Doped graphite powder: room-temperature superconductors at last?

by | Oct 18, 2012

German scientists have found evidence for granular room-temperature superconductivity in water-treated graphite powder.

Scientists have found evidence for granular room-temperature superconductivity in water-treated graphite powder.

Levitation of a magnet on top of a cuprate superconductor YBa2Cu3O7 cooled at -196°C. This image is a file from Wikimedia Commons by Julien Bobroff and licensed under the Creative Commons Attribution-Share Alike 3.0 Unported license.

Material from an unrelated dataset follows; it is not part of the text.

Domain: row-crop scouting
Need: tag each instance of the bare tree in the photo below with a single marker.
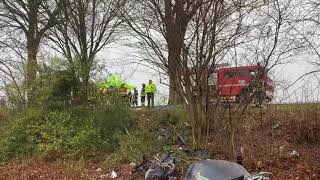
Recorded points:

Superconductors are materials that, when cooled below a critical temperature, exhibit no electrical resistance and repel magnetic fields. The photograph is an example of the most popular images of superconductors: a magnet levitates in the air above a superconducting object (or vice versa). Superconductors – mostly cooled with liquid helium or liquid nitrogen – are already used in several high-tech devices. Many more applications could be envisioned pending one important milestone: superconductivity at room temperature that does not rely on such expensive and elaborate cooling systems.

The existence of room-temperature superconductivity was first claimed in 1974, and theoretical studies over the past ten years suggest that disordered carbon has potential for high-temperature superconductive behavior. Professor Esquinazi and his colleagues in Leipzig, Germany, have now experimentally observed granular superconductivity in water-treated graphite powder and show that the critical temperature lies above room temperature.

What exactly causes the graphite to become superconductive after treatment with water (and less superconductive after subsequent annealing in vacuum) is yet to be studied in detail. The scientists suspect that the water treatment dopes parts of the grain surface with hydrogen, an element that can also induce magnetic ordering in graphite. To support their claim, the researchers exposed the untreated graphite powder to hydrogen plasma; and indeed, the resulting powder showed the same characteristics as the water-treated samples. It may be possible that water, hydrogen, or oxygen molecules can enter into the graphite lattice and trigger superconductivity – but this will be subject to future studies.

Overall, the scientist note that, although the superconducting yield is small and the phenomenon not yet fully understood, their experiments show that superconductivity at room temperature appears to be attainable at last! Their method may finally open the door to a new generation of superconducting devices with exciting benefits for us all.